Von Christiane Vielhaber 20.04.2012, 15:01

Halle (Saale)/MZ. - Da sitzt sie nun. Das Pin-up-Girl für Riester-Rentner, die Schlagerfrau in Strapsen, die Bauspar-Domina, wie Spötter sie gerne nennen. Aber auch: die erfolgreichste deutsche Sängerin. Niemand verkauft so viel wie sie, und das seit Jahren. Ihr "Best of"-Album etwa ist seit mehr als sechs Jahren in den Charts. Damit schlägt sie Pink Floyds "Wish You Were Here" und die Beatles.

Die Tür zur schmucklosen Künstlergarderobe steht offen. "Es hat ein bisschen gemüffelt, da habe ich mal gelüftet", sagt Andrea Berg (46) und tippt schnell eine SMS. Vor dem Konzert trägt sie zivil, eine enge schwarze Hose und T-Shirt mit Glitzer. Seit 20 Jahren steht Andrea Berg auf der Bühne.
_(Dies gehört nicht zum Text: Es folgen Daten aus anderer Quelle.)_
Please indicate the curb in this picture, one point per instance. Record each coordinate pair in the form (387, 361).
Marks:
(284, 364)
Die Woche gehört der Familie

Konzerte gibt sie seit drei Jahren nur noch von freitags bis sonntags. Die Woche gehört der Familie. "Dann bin ich eine ganz normale Frau und mache meiner Tochter Brote. Die Crew ist dann zu Hause, alle können mal Wäsche waschen. Dann legen wir wieder los, sonst nutzt sich das zu schnell ab, wenn man nicht mehr weiß, in welcher Stadt man ist."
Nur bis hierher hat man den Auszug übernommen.